Redditometro come Studio di Settore?

Analisi dell'accertamento sintetico: analisi incrociate per combattere l'evasione fiscale e stanare i contribuenti mendaci

Lavorare versando regolarmente tasse e tributi, senza essere oppressi dal Fisco, è il desiderio di tutte i contribuenti oneste: pagare tutti per pagare meno. Tuttavia, in Italia l’evasione fiscale ha portato ad un buco da 120 miliardi, che il Governo ha deciso di colmare attingendo alle tasche dei contribuenti e rendendo molto più rigidi i controlli incrociati per evidenziare eventuali incongruenze.

Come? Con il temuto Redditometro, il primo accertamento di stampo federale. Ciò vuol dire che se possiedo una Porsche e dichiaro un reddito di 8.000 euro l’anno c’è qualcosa che non funziona. E ci sono voluti tutti questi anni per giungere ad una soluzione come questa!

In realtà, l’accertamento sintetico esiste da oltre un decennio, solo che adesso il Fisco ne ha potenziato gli effetti attraverso l’introduzione di un decreto legge volto a contestualizzare la situazione reddituale del contribuente in base alla situazione familiare e alla regione di residenza.

Il dl 78/2010 introduce infatti un importante concetto che mette in relazione la spesa con la capacità reddituale.

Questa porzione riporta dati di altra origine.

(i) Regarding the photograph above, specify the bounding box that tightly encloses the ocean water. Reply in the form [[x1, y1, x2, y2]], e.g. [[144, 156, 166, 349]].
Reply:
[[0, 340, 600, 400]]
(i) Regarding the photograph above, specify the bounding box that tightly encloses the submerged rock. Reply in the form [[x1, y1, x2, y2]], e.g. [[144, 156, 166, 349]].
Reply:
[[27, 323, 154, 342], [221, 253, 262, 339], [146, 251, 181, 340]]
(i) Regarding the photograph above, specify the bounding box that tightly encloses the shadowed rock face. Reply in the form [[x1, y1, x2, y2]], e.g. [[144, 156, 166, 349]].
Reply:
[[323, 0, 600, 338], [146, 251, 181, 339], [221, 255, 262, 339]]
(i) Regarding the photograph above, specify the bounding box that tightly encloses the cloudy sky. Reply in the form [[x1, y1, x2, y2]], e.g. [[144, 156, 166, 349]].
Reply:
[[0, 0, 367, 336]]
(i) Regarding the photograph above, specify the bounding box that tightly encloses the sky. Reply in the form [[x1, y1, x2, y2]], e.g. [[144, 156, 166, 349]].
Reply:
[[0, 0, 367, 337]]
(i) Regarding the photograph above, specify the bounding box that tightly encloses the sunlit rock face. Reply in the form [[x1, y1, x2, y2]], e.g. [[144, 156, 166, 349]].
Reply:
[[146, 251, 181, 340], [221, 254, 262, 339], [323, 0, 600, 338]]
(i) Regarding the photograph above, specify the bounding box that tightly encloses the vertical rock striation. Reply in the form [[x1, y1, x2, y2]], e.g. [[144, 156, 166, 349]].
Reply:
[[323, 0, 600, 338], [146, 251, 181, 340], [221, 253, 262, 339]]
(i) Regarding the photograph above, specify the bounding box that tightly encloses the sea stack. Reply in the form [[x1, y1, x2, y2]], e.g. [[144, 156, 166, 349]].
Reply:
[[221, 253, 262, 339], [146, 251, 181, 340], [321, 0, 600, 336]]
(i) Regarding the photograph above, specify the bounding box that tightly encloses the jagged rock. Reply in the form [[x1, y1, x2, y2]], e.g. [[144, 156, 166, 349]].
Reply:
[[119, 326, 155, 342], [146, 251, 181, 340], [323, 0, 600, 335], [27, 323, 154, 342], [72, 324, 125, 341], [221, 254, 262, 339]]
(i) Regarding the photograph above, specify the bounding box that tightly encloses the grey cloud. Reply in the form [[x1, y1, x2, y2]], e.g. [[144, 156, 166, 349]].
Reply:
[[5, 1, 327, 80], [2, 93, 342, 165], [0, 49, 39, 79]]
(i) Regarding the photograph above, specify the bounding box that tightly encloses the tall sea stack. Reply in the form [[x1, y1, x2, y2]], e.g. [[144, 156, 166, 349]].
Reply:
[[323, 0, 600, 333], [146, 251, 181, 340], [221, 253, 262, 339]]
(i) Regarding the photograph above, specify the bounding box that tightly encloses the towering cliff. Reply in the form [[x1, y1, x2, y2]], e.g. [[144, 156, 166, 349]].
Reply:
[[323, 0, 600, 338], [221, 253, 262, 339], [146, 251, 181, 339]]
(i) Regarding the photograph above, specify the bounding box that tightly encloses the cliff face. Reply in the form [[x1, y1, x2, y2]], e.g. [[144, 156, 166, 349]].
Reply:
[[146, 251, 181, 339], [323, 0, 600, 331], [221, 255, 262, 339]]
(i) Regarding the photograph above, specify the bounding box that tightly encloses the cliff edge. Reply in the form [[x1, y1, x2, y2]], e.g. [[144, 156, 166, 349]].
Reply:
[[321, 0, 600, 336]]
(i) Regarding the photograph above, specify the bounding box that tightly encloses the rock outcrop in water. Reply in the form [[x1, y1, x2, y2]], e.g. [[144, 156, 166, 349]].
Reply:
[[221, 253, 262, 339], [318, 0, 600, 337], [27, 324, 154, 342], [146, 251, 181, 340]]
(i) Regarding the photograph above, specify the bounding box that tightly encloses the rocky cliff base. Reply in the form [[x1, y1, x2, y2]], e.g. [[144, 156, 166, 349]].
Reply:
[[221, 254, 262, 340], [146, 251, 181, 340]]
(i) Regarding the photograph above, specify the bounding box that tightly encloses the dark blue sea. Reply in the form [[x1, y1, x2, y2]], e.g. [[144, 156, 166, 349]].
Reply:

A fronte di particolari dimostrazioni di capacità di spesa deve necessariamente corrispondere un reddito altrettanto adeguato.

In caso contrario il contribuente sarà chiamato a dimostrare che il reddito percepito, e quindi dichiarato nel modello Unico, è sufficiente a coprire la spesa sostenuta per l’acquisto di beni e servizi fruiti nel corso dell’anno.

Il nuovo Redditometro si fonda su elementi indicativi della capacità contributiva del cittadino individuati sulla base di campioni di contribuenti differenziati sul nucleo familiare e sull’area territoriale: in pratica, le spese che si andranno a considerare sono realmente quelle sostenute dal contribuente e rispondenti al territorio di domicilio in cui sostiene tali oneri.

Pertanto, per sostenere le spese dichiarate il contribuente dovrà dichiarare un lordo proporzionale. In caso contrario il Redditometro selezionerà il contribuente, che sarà inevitabilmente sottoposto ad accertamento. Gli accertamenti scatteranno quando lo scostamento fra reddito presunto e dichiarato sarà superiore al 20%.

Tuttavia, dal primo luglio 2011 l’avviso di accertamento fiscale al contribuente diventerà esecutivo al momento della notifica. I giudici tributari, comunque, possono concedere la sospensione dei debiti erariali per un massimo di 150 giorni.